Once you harvest a deer you can tell their age approximately, usually very close to actual age, by close examination of the wear of their teeth on their lower jaw in the back. Ag offices will gladly help you and teach you management practices as well. We participate in census lines here to best estimate the number of deer per acre, and the best harvest numbers, to better sustain the appropriate number of deer per acre, and buck per doe, for our area. Again, check with your Division of Wildlife for information for your area.

Jan 13, 2013 | Category: Blog, Conservation | Comments: 3


3 comments on “Management of Deer

  1. 100% agree… it frustrates me to no end when I hear “I don’t shoot does, I’d rather shoot a young buck, gotta keep the females so you will have more deer”…. um… a piece of land can only support so many deer, male or female… we have met so many folks with that mentality…

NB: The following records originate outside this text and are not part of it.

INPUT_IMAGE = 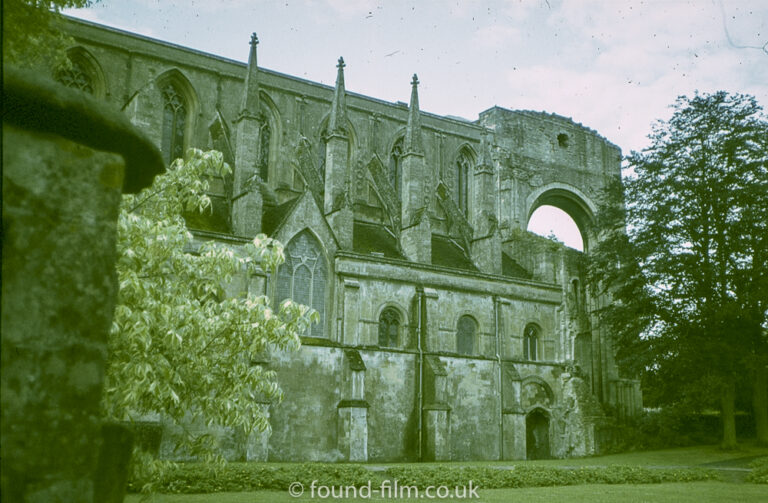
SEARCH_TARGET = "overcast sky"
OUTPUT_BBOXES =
[65,0,768,250]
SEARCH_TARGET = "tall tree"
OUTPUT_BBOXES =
[591,91,768,447]
[103,149,317,464]
[2,0,99,69]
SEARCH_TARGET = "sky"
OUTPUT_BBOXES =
[64,0,768,252]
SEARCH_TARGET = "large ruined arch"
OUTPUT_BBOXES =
[525,182,597,253]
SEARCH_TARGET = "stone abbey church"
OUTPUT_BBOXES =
[56,19,641,462]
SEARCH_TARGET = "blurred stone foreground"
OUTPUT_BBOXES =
[0,68,164,503]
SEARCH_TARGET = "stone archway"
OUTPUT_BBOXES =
[525,409,551,459]
[523,183,597,253]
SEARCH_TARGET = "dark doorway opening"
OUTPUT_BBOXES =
[525,409,550,459]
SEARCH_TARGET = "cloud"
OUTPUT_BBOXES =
[471,24,520,49]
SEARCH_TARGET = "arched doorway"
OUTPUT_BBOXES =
[524,183,596,252]
[525,409,550,459]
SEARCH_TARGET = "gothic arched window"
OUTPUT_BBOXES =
[389,138,403,196]
[455,151,472,215]
[276,230,328,337]
[162,83,187,164]
[258,119,272,182]
[523,323,540,362]
[317,129,328,180]
[56,58,94,94]
[456,315,477,355]
[379,307,400,348]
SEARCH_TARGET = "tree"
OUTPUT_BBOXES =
[590,91,768,447]
[3,0,99,68]
[103,149,317,464]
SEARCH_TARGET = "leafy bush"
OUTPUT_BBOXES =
[386,465,719,489]
[128,463,375,494]
[747,456,768,484]
[129,463,718,493]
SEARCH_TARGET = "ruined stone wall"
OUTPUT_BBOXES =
[60,17,638,461]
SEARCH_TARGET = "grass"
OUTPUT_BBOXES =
[125,482,768,503]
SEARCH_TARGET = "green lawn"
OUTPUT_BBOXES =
[125,482,768,503]
[382,443,768,467]
[125,444,768,503]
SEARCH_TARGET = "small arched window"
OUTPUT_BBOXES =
[455,151,472,215]
[317,128,328,180]
[571,279,581,309]
[276,230,328,337]
[56,57,94,94]
[161,83,187,164]
[523,323,540,362]
[456,315,477,355]
[258,120,272,182]
[379,307,400,348]
[389,138,403,196]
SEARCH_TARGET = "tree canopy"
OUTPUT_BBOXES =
[103,149,316,460]
[591,91,768,445]
[3,0,99,69]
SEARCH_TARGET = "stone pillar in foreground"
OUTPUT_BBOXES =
[0,69,163,503]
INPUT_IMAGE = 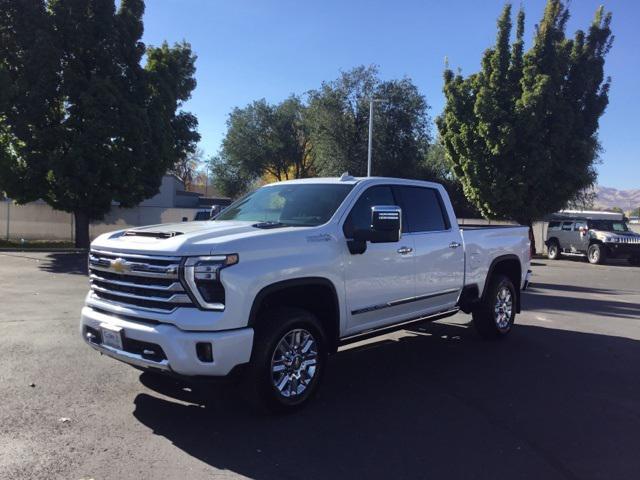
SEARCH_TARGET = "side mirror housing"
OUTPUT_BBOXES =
[348,205,402,254]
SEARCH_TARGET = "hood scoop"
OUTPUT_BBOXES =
[123,230,182,239]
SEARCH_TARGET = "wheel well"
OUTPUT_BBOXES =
[249,278,340,351]
[482,255,522,313]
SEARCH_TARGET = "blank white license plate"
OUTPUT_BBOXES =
[100,325,124,350]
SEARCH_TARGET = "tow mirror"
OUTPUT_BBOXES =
[348,205,402,254]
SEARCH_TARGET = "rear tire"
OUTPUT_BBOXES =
[472,275,517,340]
[245,308,328,413]
[587,243,607,265]
[547,241,560,260]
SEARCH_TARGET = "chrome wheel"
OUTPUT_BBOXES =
[494,286,513,330]
[271,328,318,398]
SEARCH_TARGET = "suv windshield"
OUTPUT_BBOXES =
[589,220,629,232]
[215,183,353,227]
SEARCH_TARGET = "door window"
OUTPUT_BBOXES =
[396,187,450,233]
[573,222,587,232]
[342,185,397,238]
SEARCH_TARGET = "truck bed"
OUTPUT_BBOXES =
[460,225,529,292]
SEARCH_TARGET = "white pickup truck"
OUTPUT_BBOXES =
[81,178,530,410]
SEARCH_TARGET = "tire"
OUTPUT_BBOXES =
[472,275,517,340]
[245,308,328,413]
[587,243,607,265]
[547,241,560,260]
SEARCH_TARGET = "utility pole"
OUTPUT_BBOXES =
[367,98,374,177]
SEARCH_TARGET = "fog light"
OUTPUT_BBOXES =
[196,342,213,363]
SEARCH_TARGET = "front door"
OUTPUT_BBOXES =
[570,220,589,252]
[343,185,415,335]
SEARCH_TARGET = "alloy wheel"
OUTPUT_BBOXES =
[271,328,318,398]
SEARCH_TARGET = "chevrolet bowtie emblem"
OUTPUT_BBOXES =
[111,258,129,273]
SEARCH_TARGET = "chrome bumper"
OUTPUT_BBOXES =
[80,306,253,376]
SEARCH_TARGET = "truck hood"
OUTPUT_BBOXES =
[91,220,309,256]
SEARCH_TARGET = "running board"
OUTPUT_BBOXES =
[338,308,460,347]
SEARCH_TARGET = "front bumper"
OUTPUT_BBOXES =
[604,242,640,257]
[80,306,253,376]
[522,270,533,290]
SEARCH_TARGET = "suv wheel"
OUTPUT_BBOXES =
[547,242,560,260]
[473,275,517,339]
[587,243,606,265]
[247,308,327,412]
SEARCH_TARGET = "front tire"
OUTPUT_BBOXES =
[472,275,517,340]
[547,241,560,260]
[246,308,328,412]
[587,243,606,265]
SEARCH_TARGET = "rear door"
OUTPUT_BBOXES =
[570,220,589,252]
[558,221,573,252]
[394,186,464,314]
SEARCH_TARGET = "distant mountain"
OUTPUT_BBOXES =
[594,185,640,211]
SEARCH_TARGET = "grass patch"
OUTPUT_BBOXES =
[0,240,75,250]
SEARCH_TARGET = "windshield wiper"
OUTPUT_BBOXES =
[252,221,289,228]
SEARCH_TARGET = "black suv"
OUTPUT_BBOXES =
[544,217,640,265]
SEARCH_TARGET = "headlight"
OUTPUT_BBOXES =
[184,254,239,310]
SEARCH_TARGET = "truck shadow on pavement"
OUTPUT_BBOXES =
[40,253,88,275]
[134,323,640,480]
[522,284,640,320]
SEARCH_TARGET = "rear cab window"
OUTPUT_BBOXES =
[342,185,398,238]
[562,222,573,232]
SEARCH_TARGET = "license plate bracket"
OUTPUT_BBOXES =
[100,323,124,350]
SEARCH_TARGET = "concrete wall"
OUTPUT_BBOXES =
[0,201,624,253]
[0,201,198,241]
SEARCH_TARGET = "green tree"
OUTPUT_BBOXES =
[418,141,481,218]
[0,0,198,247]
[211,96,311,196]
[437,0,612,251]
[306,66,430,177]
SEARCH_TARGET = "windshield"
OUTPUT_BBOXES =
[215,183,353,227]
[589,220,629,232]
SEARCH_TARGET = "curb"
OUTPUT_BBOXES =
[0,248,87,253]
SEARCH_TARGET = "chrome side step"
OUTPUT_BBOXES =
[338,308,460,347]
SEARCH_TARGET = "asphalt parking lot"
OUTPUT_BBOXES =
[0,253,640,480]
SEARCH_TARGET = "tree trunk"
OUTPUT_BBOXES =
[73,212,89,248]
[527,220,536,258]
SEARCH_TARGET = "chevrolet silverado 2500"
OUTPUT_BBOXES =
[81,178,530,410]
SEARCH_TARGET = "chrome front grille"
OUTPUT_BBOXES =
[618,237,640,244]
[89,250,194,312]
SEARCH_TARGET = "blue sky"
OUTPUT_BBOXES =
[144,0,640,189]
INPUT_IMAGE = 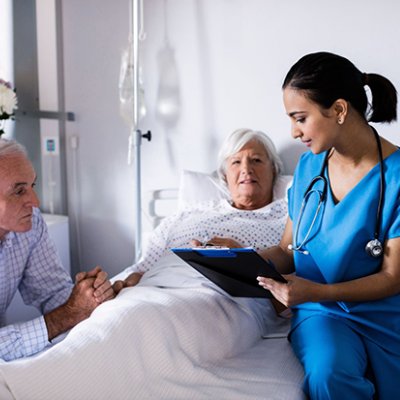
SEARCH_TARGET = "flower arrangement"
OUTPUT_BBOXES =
[0,79,18,136]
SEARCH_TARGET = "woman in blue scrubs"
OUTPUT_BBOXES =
[258,52,400,400]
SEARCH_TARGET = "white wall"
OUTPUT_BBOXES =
[59,0,400,274]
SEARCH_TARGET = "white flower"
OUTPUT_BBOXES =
[0,79,18,119]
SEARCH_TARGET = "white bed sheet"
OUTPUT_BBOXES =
[0,276,304,400]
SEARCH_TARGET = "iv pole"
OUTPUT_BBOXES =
[129,0,151,264]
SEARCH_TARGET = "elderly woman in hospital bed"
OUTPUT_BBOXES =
[0,129,302,400]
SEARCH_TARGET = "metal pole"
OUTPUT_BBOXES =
[130,0,142,264]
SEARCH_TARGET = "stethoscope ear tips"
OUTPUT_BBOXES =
[288,244,310,256]
[365,239,383,257]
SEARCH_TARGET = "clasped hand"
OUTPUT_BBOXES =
[67,266,115,317]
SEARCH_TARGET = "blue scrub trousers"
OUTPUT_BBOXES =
[290,315,400,400]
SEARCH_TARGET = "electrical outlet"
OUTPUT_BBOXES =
[42,136,60,156]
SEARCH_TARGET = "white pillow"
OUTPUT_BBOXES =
[178,170,230,211]
[178,170,292,211]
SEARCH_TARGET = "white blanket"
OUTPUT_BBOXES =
[0,260,303,400]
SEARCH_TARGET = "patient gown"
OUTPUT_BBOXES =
[289,150,400,396]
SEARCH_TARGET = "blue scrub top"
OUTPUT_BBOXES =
[289,150,400,354]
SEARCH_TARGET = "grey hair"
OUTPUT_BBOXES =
[217,129,283,183]
[0,138,28,160]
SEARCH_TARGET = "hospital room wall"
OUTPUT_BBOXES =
[58,0,400,275]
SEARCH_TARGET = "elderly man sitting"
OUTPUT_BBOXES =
[0,129,296,400]
[0,139,113,361]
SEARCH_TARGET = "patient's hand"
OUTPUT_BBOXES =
[75,266,114,303]
[190,236,243,249]
[113,272,143,295]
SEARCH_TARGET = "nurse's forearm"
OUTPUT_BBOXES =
[320,271,400,302]
[260,246,294,274]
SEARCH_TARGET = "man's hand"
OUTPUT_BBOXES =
[44,267,114,340]
[112,272,143,295]
[75,266,114,303]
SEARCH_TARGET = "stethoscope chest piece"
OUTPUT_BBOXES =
[365,239,383,257]
[288,126,385,258]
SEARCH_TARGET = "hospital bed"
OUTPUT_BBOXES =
[0,171,304,400]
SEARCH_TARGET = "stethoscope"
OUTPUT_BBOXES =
[288,126,385,257]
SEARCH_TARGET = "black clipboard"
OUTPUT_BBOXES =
[171,247,287,298]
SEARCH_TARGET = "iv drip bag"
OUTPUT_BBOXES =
[118,46,146,127]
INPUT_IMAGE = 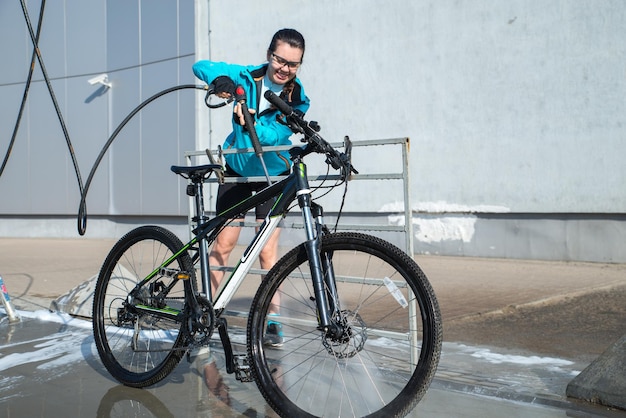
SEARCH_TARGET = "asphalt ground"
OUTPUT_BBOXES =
[0,238,626,417]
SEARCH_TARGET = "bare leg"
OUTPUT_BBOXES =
[259,222,280,314]
[209,224,243,296]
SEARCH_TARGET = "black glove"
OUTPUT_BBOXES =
[211,75,235,96]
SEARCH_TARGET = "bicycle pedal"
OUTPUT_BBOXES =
[233,354,254,382]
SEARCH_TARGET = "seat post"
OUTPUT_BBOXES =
[191,176,213,301]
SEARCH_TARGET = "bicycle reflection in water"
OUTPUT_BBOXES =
[96,347,278,418]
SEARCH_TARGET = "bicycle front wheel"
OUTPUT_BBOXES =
[93,226,196,387]
[247,233,442,417]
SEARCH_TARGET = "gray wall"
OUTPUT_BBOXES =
[0,0,626,262]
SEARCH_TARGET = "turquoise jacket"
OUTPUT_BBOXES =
[193,61,309,176]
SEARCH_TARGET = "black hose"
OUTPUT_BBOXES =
[20,0,83,198]
[77,84,207,235]
[0,0,46,177]
[0,0,207,235]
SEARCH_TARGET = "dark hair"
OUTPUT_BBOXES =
[267,28,304,57]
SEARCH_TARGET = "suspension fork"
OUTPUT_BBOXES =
[294,163,342,335]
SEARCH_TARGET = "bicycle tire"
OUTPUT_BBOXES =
[93,226,196,388]
[247,232,443,417]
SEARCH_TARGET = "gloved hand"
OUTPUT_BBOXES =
[211,75,235,99]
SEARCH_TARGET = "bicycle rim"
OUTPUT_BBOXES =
[248,233,442,417]
[93,226,195,387]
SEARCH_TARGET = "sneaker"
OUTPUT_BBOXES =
[263,320,285,347]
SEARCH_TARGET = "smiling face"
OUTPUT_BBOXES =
[267,41,304,85]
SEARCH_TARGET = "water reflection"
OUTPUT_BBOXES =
[97,348,278,418]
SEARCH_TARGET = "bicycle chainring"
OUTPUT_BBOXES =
[184,296,215,347]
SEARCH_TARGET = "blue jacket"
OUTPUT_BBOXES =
[193,61,309,176]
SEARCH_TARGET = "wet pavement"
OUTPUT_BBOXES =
[0,240,626,418]
[0,311,624,417]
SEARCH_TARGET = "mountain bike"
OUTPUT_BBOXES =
[93,85,442,417]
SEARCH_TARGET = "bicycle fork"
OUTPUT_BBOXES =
[296,164,338,338]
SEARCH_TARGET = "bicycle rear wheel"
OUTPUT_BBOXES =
[247,233,442,417]
[93,226,196,387]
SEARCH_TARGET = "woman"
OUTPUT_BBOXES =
[193,29,309,346]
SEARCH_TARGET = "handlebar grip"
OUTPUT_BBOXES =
[235,86,263,156]
[264,90,293,116]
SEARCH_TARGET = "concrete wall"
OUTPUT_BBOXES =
[0,0,626,262]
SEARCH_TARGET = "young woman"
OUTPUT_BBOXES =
[193,29,309,346]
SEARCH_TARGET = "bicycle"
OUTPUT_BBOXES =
[93,85,442,417]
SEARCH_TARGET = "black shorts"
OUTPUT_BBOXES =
[215,165,289,219]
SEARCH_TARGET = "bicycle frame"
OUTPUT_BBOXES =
[136,157,337,331]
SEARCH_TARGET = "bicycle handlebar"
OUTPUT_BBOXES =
[200,84,358,178]
[265,90,359,177]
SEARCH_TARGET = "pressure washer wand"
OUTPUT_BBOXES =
[235,86,272,186]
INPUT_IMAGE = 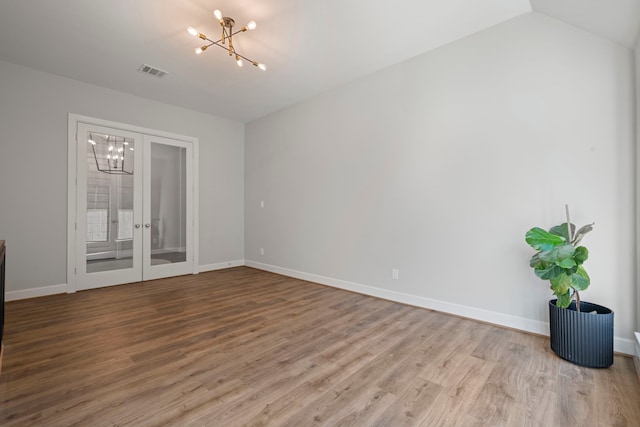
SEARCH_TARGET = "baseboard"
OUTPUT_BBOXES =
[5,283,70,301]
[245,260,634,355]
[198,259,245,273]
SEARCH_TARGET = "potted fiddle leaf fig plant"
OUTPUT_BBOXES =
[525,206,613,368]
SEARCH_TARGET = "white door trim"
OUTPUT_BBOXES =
[67,113,199,293]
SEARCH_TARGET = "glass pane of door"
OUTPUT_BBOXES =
[86,132,135,273]
[144,137,192,279]
[76,124,142,289]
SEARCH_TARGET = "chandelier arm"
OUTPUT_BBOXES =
[207,42,257,64]
[202,30,249,45]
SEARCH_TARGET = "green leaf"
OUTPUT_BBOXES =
[536,244,576,268]
[571,266,591,291]
[549,222,576,242]
[554,291,571,308]
[534,264,566,280]
[549,274,572,295]
[573,246,589,265]
[525,227,566,251]
[571,223,595,246]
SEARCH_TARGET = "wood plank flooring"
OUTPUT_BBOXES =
[0,267,640,427]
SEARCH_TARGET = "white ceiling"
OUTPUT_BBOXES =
[0,0,640,122]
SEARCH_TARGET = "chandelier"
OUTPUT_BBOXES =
[187,9,267,71]
[88,133,133,175]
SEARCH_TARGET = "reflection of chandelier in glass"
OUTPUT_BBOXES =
[88,133,133,175]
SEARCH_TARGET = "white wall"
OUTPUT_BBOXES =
[634,32,640,364]
[245,13,636,353]
[0,61,244,293]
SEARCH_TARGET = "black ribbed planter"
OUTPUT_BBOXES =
[549,300,613,368]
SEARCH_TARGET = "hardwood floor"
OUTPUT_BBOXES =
[0,267,640,426]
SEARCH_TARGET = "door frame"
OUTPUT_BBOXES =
[67,113,199,293]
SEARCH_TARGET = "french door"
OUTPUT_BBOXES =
[73,122,194,290]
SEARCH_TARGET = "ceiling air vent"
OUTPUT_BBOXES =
[138,64,168,78]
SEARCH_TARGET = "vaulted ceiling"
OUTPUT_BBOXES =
[0,0,640,122]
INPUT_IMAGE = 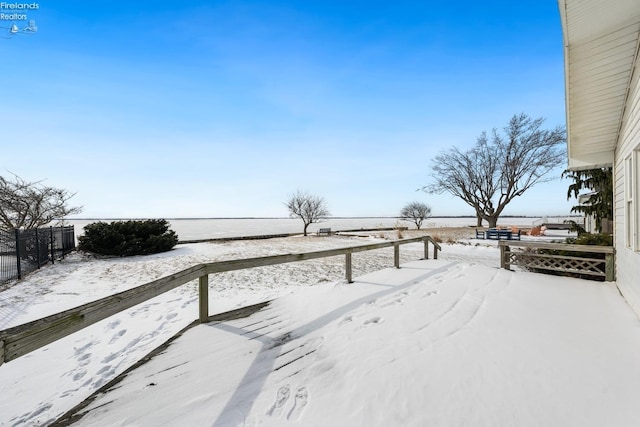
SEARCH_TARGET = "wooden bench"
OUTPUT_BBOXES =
[476,228,521,240]
[317,228,331,236]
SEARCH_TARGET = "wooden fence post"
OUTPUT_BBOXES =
[500,242,511,270]
[604,252,616,282]
[49,227,56,264]
[198,274,209,323]
[16,228,22,280]
[393,242,400,268]
[422,238,429,259]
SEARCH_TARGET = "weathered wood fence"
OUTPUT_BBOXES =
[499,240,615,282]
[0,236,442,365]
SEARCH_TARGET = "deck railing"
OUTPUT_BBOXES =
[0,236,442,365]
[499,240,615,282]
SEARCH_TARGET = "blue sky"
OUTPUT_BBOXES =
[0,0,575,218]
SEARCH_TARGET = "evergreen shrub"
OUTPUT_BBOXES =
[78,219,178,256]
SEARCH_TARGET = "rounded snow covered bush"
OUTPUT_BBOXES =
[78,219,178,256]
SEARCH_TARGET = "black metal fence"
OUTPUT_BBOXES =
[0,225,76,284]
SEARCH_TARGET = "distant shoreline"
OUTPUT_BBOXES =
[65,215,582,221]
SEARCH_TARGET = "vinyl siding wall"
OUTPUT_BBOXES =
[614,51,640,316]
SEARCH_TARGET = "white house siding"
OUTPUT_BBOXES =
[614,49,640,316]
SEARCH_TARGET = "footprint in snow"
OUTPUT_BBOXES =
[287,387,309,420]
[109,329,127,344]
[339,316,353,325]
[107,320,120,329]
[267,384,291,417]
[362,316,384,325]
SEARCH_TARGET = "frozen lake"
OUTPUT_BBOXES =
[65,217,566,240]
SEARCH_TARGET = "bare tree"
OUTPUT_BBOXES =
[400,202,431,230]
[0,175,82,231]
[285,190,331,236]
[423,113,566,227]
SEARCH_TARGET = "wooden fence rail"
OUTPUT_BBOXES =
[499,240,615,282]
[0,236,442,365]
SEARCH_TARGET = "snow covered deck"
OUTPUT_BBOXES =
[56,260,640,427]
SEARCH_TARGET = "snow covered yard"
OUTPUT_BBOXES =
[0,237,640,426]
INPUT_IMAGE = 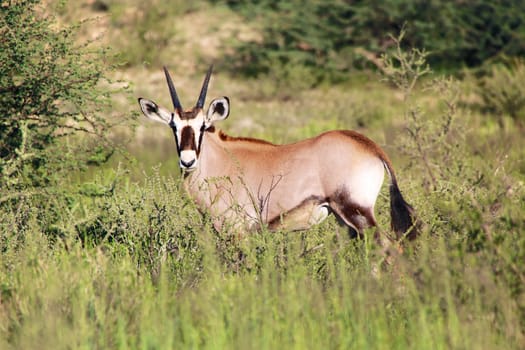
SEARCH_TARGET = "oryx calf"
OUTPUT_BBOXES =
[139,67,416,238]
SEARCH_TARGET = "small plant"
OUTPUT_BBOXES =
[0,0,130,190]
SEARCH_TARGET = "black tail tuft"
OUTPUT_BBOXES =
[390,180,419,240]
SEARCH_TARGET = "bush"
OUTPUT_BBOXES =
[0,0,129,190]
[219,0,525,85]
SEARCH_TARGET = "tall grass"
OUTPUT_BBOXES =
[0,8,525,349]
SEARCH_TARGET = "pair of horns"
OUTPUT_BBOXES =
[163,65,213,110]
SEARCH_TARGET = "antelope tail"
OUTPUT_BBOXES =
[383,159,419,240]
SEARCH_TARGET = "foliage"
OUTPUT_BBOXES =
[0,4,525,349]
[0,0,129,189]
[217,0,525,86]
[105,0,202,66]
[383,35,525,327]
[477,59,525,127]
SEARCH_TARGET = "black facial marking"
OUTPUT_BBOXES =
[180,126,197,151]
[214,102,225,115]
[197,123,206,156]
[146,103,159,113]
[171,123,180,157]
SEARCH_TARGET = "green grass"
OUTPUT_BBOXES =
[0,2,525,350]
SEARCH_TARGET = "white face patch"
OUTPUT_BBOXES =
[170,111,205,170]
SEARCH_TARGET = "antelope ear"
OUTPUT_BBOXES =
[206,96,230,128]
[139,98,173,125]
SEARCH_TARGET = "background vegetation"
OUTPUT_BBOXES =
[0,0,525,349]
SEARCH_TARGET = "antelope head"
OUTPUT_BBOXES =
[139,66,230,171]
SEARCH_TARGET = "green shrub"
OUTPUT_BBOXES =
[217,0,525,86]
[0,0,130,190]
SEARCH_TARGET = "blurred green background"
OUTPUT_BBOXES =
[0,0,525,349]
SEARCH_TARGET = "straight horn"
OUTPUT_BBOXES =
[195,64,213,108]
[163,66,182,111]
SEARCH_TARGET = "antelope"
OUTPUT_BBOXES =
[138,66,416,239]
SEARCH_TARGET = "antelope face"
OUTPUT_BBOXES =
[139,67,230,171]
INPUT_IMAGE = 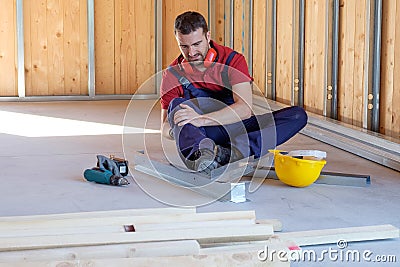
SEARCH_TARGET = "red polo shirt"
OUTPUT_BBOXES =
[160,41,253,109]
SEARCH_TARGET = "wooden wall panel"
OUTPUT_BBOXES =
[338,0,366,127]
[253,0,267,94]
[94,0,115,94]
[24,0,87,96]
[233,0,248,64]
[211,0,225,45]
[304,0,327,115]
[0,0,18,96]
[276,0,294,104]
[380,0,400,138]
[162,0,208,68]
[95,0,155,94]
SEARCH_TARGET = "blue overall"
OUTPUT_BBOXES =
[168,51,307,161]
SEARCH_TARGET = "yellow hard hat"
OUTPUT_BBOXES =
[269,150,326,187]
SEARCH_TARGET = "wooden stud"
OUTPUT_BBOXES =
[0,224,273,251]
[0,211,255,233]
[0,1,18,96]
[0,240,200,263]
[0,252,290,267]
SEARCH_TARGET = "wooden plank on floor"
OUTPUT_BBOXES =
[0,252,290,267]
[276,224,399,246]
[0,224,273,251]
[0,240,200,263]
[0,210,256,232]
[0,208,196,222]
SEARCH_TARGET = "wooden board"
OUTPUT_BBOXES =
[24,0,88,96]
[277,224,399,246]
[252,0,268,94]
[276,0,294,104]
[380,1,400,138]
[0,1,18,96]
[162,0,208,69]
[0,252,290,267]
[304,0,327,115]
[94,0,115,94]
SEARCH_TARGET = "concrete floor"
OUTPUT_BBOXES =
[0,100,400,266]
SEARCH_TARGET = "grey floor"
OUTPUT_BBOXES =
[0,100,400,266]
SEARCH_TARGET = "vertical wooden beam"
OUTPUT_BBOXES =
[0,1,17,96]
[276,0,294,105]
[163,0,208,68]
[352,0,366,127]
[304,0,327,115]
[389,1,400,140]
[46,0,65,95]
[79,0,89,95]
[26,0,49,96]
[252,0,267,94]
[94,0,116,94]
[63,0,81,95]
[380,0,400,138]
[211,0,226,45]
[15,0,25,97]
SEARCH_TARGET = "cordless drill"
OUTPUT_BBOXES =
[83,155,129,185]
[83,167,129,185]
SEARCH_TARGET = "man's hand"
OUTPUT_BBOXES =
[174,104,204,127]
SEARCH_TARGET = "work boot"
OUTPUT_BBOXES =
[185,148,221,174]
[215,146,243,166]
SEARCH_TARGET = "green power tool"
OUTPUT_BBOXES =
[83,155,129,185]
[83,167,129,185]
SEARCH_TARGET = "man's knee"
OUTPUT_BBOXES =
[168,97,186,114]
[292,106,308,128]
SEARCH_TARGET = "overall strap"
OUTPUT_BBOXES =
[167,66,193,100]
[221,51,237,89]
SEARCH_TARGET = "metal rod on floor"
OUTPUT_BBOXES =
[297,0,305,107]
[331,0,339,120]
[271,0,276,100]
[16,0,25,97]
[87,0,95,97]
[371,0,382,132]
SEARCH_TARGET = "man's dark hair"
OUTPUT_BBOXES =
[174,11,208,34]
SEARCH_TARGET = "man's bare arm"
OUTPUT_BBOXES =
[174,82,252,127]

    And it is damn near impossible to get them to change their minds!

    • jody geistweidt

      Thanks Steph, and very true! Hopefully people can get more of the word out, and with education efforts, they will soon understand the truth to management.

  2. Jason

    Harvesting old does and NOT shooting young bucks are two of the best things you can do to ensure a healthy herd. Combine these with proper range management, including “no go” or sanctuary zones that get zero pressure from people, and you’ll ensure a healthy deer population for years to come.

    When we encounter fellow hunters who have misguided beliefs about deer management like those that Stephanie mentioned above, we owe it to ourselves to politely attempt to educate them. Asking them if you can give them some info from QDMA or other respected source goes a long way in fostering the overall health of the deer hunting community.